Red’s limbs moved nearly of their own accord. She gathered her skirts, slung her bag of books over her shoulder. She stepped down carefully. She didn’t cry.
The driver turned the horses around as soon as Red was free of the carriage, without a second glance. A strange hum emanated from the edge of the forest, repellent and beckoning at once. Pulling her forward, warning everyone else to stay back.
The array of carriages behind her ringed the road like beads on a necklace, the line of them almost reaching the village. Everyone who’d traveled to see the tithe paid, waiting silently for the job to be done.
Ahead, the Wilderwood towered, casting shadows on the frost-limned ground. Bare branches stretched into fog, so tall she couldn’t see their endings. Trunks bent and twisted like frozen dancers, and the bits of sky caught between them seemed darker than they shoul
d, already shaded twilight. The trees grew in a straight, exact line of demarcation from side to side as far as the eye could see, a firm boundary between there and here.
She’d been given no instruction on what to do next, but it seemed simple enough. Slip between the trees. Disappear.
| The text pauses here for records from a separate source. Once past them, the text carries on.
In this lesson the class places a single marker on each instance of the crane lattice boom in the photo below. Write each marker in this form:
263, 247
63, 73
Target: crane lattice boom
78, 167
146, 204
Red took a step before she had the conscious thought, the forest drawing her like a leaf on a current. A sharp breath as she planted her feet. The Wilderwood would have her in moments, but shadows damn her, she’d set the terms of her own surrender.
“Red!”
Neve’s voice cracked the quiet. She climbed from her carriage, almost stumbling on the hem of her black gown. Sunlight caught the edge of the silver circlet in her hair as she marched over the field, determination blazing on her face.
For the first time she could remember, Red prayed, prayed to Gaya or the Five Kings or whoever might be listening. “Help her,” she muttered through numb lips. “Help her to move on.”
Whatever remained of Red’s life waited beyond the trees, but Neve’s was here. The thought was sharp and strange-shaped, that for the first time since their conception, she and her twin would both be alone.
Another figure emerged from the carriage behind Neve. Red’s stomach dropped, thinking it’d be Arick or Raffe, the three of them launching one last effort to change the unchangeable. But when the figure made its slow way around the carriage, head held high, it wasn’t Arick.
Mother.
Red favored her mother in appearance. The same honey-gold hair, the same sharp cheekbones, a breadth to their hips and breasts that twig-slender Neve didn’t share. Watching her mother cross the frost-covered field was almost like looking in a mirror, watching her own sacrifice.
The thought felt like it should mean something.
Neve reached her before their mother did, her breath the rattle of a sob tenuously caged. She pulled Red close, thin hands gripping her shoulders.
“I’ll see you again,” she whispered. “I’ll find a way. I promise.”
Her tone waited for an answer. But Red didn’t want to lie.